I wanted Explorer++ to open in a windows that would have the same size and location as where I had left it when I had last used that program. In fact, I wanted this to happen for many different programs. Explorer++ happened to be a portable that I wanted to always open in AeroSnap vertical half-windows; Firefox and Chrome were installed programs that I wanted to open in the same 3/4-size window as before; and so forth. The functionality in question had existed in Windows XP. Microsoft had removed it from Windows 7. Maybe they thought that giving it back in Windows 8 would encourage people to upgrade, whenever Win8 came along.

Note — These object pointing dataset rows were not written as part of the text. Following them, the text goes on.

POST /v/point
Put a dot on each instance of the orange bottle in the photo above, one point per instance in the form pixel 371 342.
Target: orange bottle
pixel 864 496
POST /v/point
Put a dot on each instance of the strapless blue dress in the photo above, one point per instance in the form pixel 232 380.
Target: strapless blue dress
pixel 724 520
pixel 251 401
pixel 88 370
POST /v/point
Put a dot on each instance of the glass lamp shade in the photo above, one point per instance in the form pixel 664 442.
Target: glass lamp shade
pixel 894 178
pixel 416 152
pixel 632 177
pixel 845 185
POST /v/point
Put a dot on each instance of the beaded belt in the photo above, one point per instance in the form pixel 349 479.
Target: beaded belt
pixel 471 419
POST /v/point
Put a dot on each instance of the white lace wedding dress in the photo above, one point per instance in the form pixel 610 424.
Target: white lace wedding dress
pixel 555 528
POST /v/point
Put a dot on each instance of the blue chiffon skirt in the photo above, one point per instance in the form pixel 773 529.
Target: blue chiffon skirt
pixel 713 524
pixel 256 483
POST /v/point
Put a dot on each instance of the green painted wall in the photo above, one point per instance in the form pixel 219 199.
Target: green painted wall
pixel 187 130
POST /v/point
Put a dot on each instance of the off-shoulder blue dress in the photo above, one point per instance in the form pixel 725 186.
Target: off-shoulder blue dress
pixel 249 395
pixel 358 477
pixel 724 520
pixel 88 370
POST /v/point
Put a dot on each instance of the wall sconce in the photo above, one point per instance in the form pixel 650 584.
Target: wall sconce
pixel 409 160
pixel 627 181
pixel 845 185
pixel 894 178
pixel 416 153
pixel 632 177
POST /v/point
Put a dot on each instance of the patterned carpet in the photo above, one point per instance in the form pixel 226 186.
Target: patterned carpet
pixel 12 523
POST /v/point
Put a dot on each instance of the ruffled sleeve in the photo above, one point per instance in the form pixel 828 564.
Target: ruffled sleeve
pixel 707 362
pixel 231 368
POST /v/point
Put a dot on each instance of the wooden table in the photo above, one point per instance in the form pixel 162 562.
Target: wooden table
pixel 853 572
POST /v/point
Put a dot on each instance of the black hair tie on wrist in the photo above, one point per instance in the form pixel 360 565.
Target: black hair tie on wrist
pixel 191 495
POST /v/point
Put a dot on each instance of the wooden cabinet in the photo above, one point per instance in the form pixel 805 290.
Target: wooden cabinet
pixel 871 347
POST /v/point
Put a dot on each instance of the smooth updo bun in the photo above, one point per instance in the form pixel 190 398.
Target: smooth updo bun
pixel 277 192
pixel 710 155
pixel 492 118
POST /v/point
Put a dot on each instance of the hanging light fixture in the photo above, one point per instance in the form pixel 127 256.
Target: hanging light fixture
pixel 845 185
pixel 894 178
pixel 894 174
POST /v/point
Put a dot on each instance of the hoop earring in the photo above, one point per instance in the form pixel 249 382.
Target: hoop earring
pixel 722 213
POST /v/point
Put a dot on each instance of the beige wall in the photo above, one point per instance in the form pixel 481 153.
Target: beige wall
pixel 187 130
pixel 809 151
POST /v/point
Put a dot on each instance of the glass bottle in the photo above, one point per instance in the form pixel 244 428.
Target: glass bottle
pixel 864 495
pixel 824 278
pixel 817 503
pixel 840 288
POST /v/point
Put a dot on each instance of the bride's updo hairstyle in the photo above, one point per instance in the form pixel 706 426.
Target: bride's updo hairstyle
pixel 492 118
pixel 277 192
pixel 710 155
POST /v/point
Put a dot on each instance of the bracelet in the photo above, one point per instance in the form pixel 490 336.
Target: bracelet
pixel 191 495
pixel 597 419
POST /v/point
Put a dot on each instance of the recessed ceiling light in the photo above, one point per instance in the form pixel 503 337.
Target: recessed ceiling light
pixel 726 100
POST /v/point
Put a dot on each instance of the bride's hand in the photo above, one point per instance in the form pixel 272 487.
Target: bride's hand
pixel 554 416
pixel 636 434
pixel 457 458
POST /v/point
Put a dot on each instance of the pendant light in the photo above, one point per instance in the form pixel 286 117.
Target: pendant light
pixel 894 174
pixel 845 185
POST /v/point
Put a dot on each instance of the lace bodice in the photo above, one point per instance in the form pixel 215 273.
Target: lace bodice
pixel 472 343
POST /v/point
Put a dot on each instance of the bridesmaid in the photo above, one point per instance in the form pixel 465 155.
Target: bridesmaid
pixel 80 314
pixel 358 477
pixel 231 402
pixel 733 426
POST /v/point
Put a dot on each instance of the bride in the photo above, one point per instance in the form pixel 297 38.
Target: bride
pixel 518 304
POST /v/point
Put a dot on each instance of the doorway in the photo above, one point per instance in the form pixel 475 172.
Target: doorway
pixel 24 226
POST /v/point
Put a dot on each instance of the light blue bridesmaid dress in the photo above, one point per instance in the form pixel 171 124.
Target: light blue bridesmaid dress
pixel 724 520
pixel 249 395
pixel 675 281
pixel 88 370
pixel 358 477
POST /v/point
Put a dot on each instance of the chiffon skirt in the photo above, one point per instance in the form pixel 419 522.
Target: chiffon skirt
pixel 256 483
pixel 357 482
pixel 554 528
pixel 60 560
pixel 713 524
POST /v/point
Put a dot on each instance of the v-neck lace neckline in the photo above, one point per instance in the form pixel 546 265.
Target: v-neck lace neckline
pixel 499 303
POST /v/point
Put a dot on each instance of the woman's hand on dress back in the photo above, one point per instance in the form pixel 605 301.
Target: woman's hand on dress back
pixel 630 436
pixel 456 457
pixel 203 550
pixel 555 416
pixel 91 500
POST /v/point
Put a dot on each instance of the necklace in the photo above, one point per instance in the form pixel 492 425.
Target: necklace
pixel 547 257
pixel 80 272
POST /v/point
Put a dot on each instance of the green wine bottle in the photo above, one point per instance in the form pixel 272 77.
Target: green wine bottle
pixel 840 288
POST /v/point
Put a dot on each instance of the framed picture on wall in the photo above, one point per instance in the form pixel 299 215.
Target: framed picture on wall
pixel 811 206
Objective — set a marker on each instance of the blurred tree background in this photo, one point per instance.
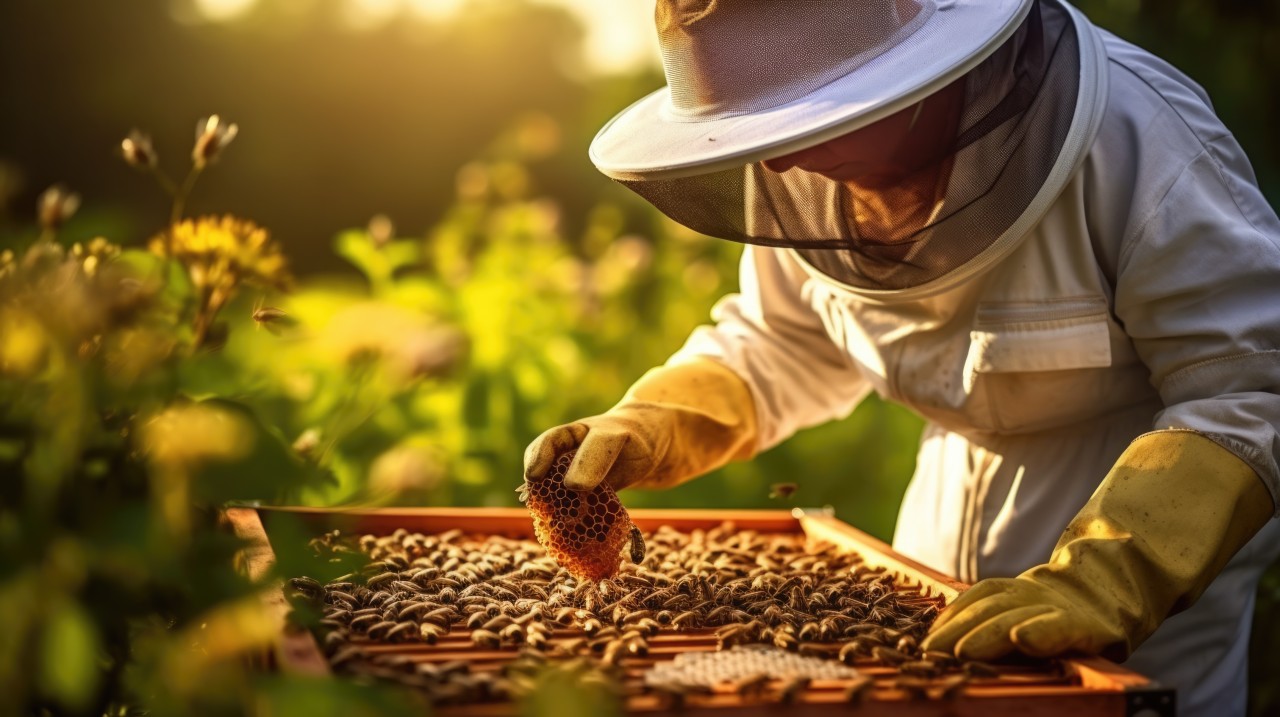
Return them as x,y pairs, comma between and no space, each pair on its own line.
503,288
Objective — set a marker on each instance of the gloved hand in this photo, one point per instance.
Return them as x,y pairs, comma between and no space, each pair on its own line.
1164,523
676,423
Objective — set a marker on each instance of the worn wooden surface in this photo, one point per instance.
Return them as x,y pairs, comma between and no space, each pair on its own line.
1080,686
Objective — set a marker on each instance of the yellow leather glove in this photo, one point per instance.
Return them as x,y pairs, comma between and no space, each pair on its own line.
676,423
1164,523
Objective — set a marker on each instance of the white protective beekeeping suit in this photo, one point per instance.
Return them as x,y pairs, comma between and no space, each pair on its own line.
1037,370
1065,265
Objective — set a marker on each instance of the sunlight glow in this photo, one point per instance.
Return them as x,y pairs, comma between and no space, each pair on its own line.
222,10
364,14
620,33
435,10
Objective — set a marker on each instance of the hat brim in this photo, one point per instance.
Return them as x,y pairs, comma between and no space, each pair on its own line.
644,141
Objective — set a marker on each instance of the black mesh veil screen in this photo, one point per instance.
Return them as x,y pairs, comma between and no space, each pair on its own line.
1014,119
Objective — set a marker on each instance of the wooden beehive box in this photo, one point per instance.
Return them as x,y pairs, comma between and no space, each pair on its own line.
1074,686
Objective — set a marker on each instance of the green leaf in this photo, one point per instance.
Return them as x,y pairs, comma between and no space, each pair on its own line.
376,263
69,652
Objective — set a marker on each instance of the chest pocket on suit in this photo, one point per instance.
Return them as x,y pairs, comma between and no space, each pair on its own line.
1031,360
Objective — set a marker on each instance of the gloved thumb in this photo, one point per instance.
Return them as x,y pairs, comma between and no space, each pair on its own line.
595,456
542,453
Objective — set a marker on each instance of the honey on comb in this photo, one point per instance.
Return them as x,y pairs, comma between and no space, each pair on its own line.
585,531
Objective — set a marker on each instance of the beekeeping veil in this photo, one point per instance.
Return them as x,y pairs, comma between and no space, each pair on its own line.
754,80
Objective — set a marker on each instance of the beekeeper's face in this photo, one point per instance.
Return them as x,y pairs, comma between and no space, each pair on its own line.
885,151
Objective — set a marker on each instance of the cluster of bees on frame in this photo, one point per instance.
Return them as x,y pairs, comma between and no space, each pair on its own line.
727,587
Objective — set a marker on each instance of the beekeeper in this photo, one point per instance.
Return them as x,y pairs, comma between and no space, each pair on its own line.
1036,236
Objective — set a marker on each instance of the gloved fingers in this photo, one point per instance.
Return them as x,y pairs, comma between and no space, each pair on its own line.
597,453
1056,633
993,638
543,451
979,592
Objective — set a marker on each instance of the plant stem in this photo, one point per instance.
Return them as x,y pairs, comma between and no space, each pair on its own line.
179,202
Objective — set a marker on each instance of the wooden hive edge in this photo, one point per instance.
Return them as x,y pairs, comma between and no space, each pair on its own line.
298,652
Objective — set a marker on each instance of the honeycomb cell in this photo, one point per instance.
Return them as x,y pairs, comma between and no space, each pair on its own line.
585,533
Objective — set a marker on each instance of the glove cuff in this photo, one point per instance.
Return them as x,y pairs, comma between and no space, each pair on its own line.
1159,529
708,415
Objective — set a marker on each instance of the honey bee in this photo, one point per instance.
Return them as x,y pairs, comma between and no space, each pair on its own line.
430,634
536,640
513,633
401,630
684,617
786,642
888,654
752,685
638,548
850,652
379,629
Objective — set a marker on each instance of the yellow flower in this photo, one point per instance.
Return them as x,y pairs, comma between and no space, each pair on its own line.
223,251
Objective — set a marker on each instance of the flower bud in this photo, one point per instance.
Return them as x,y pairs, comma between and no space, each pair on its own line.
213,135
138,151
55,206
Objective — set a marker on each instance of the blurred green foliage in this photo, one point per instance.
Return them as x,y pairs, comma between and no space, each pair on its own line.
536,295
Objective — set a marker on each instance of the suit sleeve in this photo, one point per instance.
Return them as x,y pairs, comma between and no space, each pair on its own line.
773,336
1198,291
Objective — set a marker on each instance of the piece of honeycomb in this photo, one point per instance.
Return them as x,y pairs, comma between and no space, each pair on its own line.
585,531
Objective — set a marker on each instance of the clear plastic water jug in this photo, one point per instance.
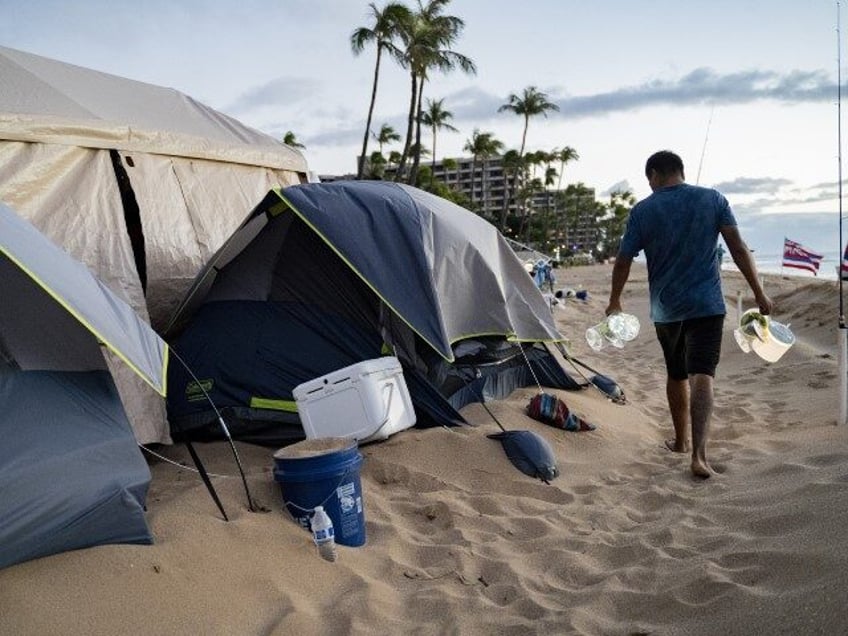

I had discovered an epic Windows Seven Forums thread, spanning 22 screens and running from May 6, 2009 to October 8, 2012 and beyond. I had previously worked through some of the suggestions found in that thread. Nothing had worked. Now I thought I might take another look at the problem.
One kind of suggestion was to use a utility designed for the purpose. Examples included FileBox eXtender (free), WindowPad (free), SizeUp ($13), and DeskSoft WindowManager ($10). AlternativeTo listed a half-dozen other free alternatives, among which WinSplit Revolution seemed to be the leader. (I noticed that AlternativeTo also listed WinSplit and Divvy ($14), its closest competitor at AlternativeTo, as alternatives to AeroSnap. Windy seemed to offer a freeware Windows alternative to Divvy.) Along with utilities dedicated to the task, there were also many suggestions about how to move or resize windows to the places where you wanted them to be, followed perhaps by a click (or Ctrl-click, or Alt-click, etc.) on the X at the upper right corner of the typical window in Windows 7. These maneuvers were supposed to help Windows 7 remember window sizes and places. I had once had an experience where one such set of maneuvers seemed to work, but then that faded. I wasn’t sure whether it was because of the particular program, or what the explanation might have been.
I downloaded WinSplit Revolution and set it up as a portable. It seemed potentially useful for moving windows around onscreen, but did not seem to be getting program windows to open in the place where I wanted. The procedure seemed to be: put a window where you want it; hit Ctrl-Alt-NumPad 0 (that is, the zero key on the numeric keypad at the right end of the keyboard, not the one on the first row of numbers on a standard keyboard, right above the QUERTY row) to create a memory of the preferred location for that window; open another instance of that window; hit Ctrl-Alt-NumPad 0 to put that new instance in the saved location. There were nine standard locations for windows (i.e., full screen, left half, right half, top half, bottom half, top left, bottom left, top right, bottom right), and apparently some possibility for changing those standard locations. My problem was that each new instance of Explorer++ (for example) would still open in some other screwy location and I would then have to hit Ctrl-Alt-NumPad 0 to get it to go to the left side of the screen, which was where I preferred to have it. This was not horrible; it was just not much different from using Aero Snap keyboard shortcuts (i.e., WinKey – Left Arrow). In fact, what I *really* wanted was to have Explorer++ open in different places, depending on which specific folder it was showing. But I kind of doubted I would get that.
I looked at some of the other programs just listed, but didn’t see anything of particular interest there either. It felt a bit like I was looking for some kind of canned virtual machine that would always open up a bunch of programs in a nice, pre-programmed layout. But I wasn’t in a rush to get back into the complexities of virtual machines. So at the moment, this was still a work in progress.